Yüksel Sarı; Bizi Kimler Yönetiyor ?

 

BİZİ KİMLER YÖNETİYOR?

          Yüksel Sarı

Rus Büyükelçi Andrey Karlov’un Ankara’da gerçekleştirilen bir suikast sonucu öldürülmesinden sonra Türkiye ve Rusya devlet yöneticilerinin tavırlarındaki düzey farklılığı dikkatimizi çekti.

Suikast ile öldürülen kendi büyükelçisi olmasına rağmen, Rusya Devlet Başkanı Vladimir Putin olayı soğukkanlılıkla değerlendirdi.
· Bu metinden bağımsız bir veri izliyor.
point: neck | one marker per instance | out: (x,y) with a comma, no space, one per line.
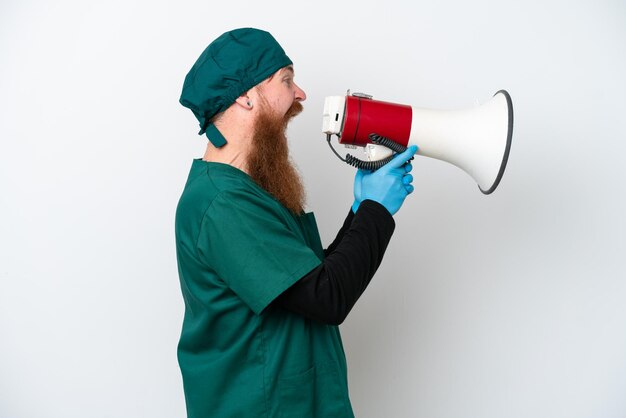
(237,149)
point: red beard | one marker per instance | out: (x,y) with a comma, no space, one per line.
(269,163)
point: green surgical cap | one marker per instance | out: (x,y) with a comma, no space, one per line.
(231,65)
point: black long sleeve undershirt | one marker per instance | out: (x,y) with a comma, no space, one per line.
(329,292)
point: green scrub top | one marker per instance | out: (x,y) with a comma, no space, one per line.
(238,249)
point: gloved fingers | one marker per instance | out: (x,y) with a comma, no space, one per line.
(400,159)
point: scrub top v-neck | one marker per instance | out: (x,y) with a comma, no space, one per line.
(238,249)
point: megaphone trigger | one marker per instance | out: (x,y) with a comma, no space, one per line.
(477,140)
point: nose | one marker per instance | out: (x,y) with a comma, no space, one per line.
(300,94)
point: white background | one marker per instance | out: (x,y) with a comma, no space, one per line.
(508,305)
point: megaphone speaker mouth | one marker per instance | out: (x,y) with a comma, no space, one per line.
(477,140)
(509,138)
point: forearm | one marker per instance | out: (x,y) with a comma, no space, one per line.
(329,292)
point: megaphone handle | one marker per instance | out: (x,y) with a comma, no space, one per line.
(371,165)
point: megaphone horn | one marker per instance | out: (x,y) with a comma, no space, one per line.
(477,140)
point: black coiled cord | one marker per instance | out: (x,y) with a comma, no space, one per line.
(371,165)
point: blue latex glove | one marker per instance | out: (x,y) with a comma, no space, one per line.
(389,185)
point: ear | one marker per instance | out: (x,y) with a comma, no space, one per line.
(244,100)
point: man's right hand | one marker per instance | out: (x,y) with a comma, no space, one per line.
(389,185)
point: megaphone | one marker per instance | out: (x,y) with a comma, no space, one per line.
(477,139)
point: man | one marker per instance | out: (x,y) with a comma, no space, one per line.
(262,297)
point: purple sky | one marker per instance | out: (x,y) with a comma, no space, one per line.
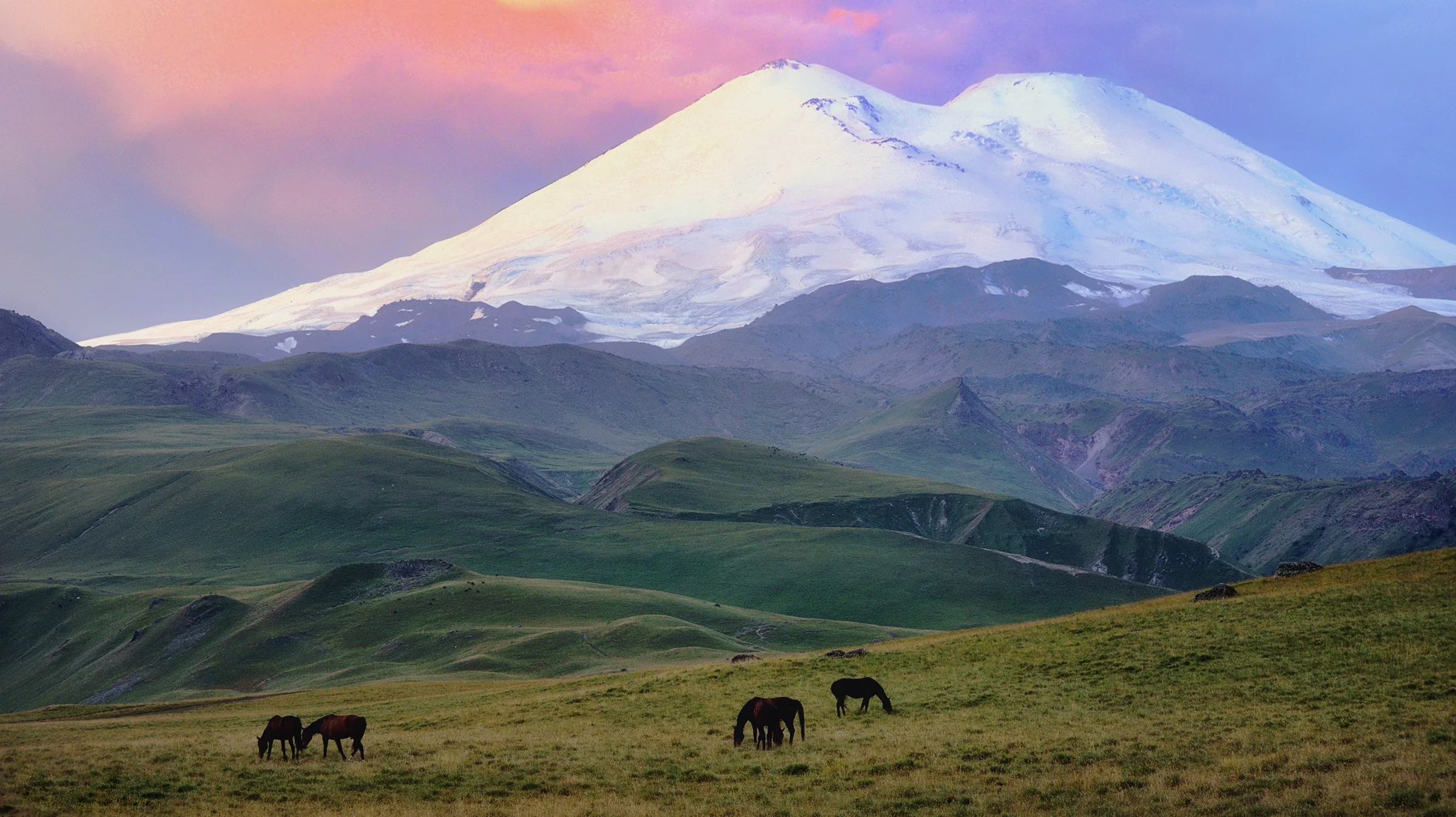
(159,165)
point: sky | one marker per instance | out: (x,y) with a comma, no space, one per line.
(171,159)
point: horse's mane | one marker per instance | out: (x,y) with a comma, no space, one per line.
(743,718)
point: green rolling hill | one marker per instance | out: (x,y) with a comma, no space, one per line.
(366,622)
(1323,694)
(727,480)
(610,401)
(951,436)
(140,497)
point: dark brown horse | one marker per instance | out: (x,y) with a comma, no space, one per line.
(765,718)
(283,728)
(337,728)
(788,708)
(858,688)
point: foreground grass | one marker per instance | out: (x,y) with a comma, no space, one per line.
(1327,694)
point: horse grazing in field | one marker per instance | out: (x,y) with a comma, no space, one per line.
(337,728)
(765,718)
(858,688)
(285,728)
(788,708)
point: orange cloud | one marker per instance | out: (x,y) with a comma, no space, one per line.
(858,22)
(303,123)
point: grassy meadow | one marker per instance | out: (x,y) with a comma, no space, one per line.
(1326,694)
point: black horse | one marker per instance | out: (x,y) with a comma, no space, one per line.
(285,728)
(858,688)
(766,723)
(788,708)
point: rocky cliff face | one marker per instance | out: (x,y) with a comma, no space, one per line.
(21,334)
(1260,520)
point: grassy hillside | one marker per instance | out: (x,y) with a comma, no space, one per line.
(570,460)
(711,478)
(365,622)
(612,401)
(1258,519)
(925,356)
(1327,694)
(139,507)
(950,434)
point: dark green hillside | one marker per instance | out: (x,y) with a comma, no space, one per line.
(270,511)
(1318,695)
(24,335)
(568,460)
(1206,302)
(726,480)
(1353,426)
(1258,520)
(1404,340)
(921,357)
(1113,442)
(1404,422)
(366,622)
(950,434)
(28,382)
(598,397)
(111,510)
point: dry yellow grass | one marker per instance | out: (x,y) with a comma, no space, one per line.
(1329,694)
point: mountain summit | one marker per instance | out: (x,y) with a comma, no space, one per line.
(795,177)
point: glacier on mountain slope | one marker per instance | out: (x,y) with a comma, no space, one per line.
(795,177)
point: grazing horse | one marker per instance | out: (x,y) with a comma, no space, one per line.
(337,728)
(285,728)
(788,708)
(765,718)
(858,688)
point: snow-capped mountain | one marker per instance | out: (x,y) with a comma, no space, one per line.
(795,177)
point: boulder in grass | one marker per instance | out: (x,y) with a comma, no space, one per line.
(1295,568)
(1216,592)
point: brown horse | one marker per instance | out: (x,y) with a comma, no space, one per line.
(858,688)
(337,728)
(283,728)
(765,718)
(788,708)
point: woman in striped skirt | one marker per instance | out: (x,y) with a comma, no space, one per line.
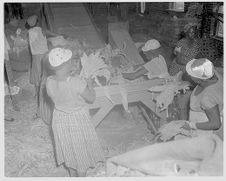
(76,141)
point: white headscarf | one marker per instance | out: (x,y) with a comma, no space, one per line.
(151,45)
(58,56)
(200,68)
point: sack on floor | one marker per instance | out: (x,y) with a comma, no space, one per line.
(192,156)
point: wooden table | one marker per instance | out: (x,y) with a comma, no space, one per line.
(136,93)
(60,20)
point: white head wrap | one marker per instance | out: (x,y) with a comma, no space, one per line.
(151,45)
(58,56)
(188,26)
(32,20)
(200,68)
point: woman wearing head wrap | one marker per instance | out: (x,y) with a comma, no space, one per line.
(186,49)
(38,47)
(76,141)
(206,101)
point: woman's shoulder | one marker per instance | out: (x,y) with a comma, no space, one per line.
(181,42)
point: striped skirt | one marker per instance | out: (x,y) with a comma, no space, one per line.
(76,141)
(36,69)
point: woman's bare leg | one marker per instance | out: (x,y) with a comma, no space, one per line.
(75,173)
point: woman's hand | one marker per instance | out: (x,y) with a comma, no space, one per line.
(128,76)
(90,82)
(186,127)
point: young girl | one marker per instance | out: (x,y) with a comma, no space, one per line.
(38,47)
(76,141)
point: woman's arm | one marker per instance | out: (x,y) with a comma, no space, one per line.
(135,75)
(50,33)
(214,122)
(89,93)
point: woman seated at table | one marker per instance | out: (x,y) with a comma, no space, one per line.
(206,101)
(152,50)
(187,48)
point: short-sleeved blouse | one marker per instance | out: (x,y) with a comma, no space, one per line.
(209,97)
(66,94)
(188,52)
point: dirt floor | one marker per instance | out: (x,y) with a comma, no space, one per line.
(28,143)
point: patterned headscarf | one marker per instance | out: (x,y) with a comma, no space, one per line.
(200,68)
(31,21)
(58,56)
(188,26)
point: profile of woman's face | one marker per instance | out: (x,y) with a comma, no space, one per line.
(191,33)
(196,80)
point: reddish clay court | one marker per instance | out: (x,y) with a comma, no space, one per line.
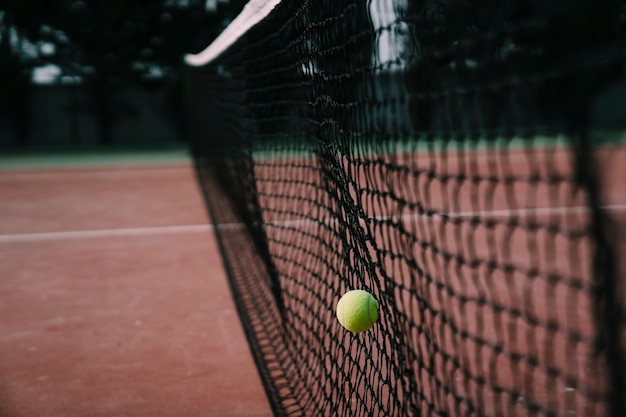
(114,300)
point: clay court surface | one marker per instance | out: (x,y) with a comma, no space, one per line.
(113,298)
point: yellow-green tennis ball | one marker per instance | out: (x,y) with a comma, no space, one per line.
(357,311)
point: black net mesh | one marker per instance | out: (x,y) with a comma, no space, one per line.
(462,161)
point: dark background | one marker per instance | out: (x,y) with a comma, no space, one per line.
(84,73)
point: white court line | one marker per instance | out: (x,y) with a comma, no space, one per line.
(207,228)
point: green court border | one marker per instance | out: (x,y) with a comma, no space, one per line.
(68,157)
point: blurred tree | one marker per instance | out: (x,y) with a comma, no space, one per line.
(106,46)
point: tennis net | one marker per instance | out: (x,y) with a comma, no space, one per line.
(458,160)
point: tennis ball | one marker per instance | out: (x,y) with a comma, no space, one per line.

Bunun terörist bir saldırı olduğunu belirterek;“Bu Rus-Türk ilişkilerinin normalleşmesini bozmaya yönelik bir provokasyondur ” dedi

Rusya Dışişleri Bakanı Sergey Lavrov: “Biz şundan eminiz: Bu barbar eylemi tasarlayanların ana hedefi Rus-Türk ilişkilerinin normalleşme sürecini baltalamaktır” dedi.

Rusya Devlet Duması Güvenlik Komisyonu Başkanı Leonid Slutsikiy;“Rusya’nın Ankara Büyükelçisi Andrey Karlov’un uğradığı silahlı saldırı sonucu hayatını kaybetmesi  Türkiye – Rusya ilişkilerini olumsuz etkilemez” dedi.

Nitekim Dışişleri Bakanı Çavuşoğlu daha önce kararlaştırılmış olan Rusya ziyaretini iptal etmedi. Rusya, İran ve Türkiye Dışişleri Bakanları bölgesel sorunları görüşmek üzere Moskova’da bir araya geldi. Böylece oyun bozulmuş oldu.

Birde Rus uçağını düşürdüğümüz 24 Kasım 2015 günü bizim yöneticilerimizin yaptıkları ilk açıklamalara bakalım:

Uçağı biz düşürdüğümüz halde, Cumhurbaşkanı Erdoğan;

“Aynı ihlal bugün yapılsa yine aynı karşılığı veririz “ dedi.

Sonra;

“ Rus uçağı olduğunu bilseydik farklı davranabilirdik” dedi.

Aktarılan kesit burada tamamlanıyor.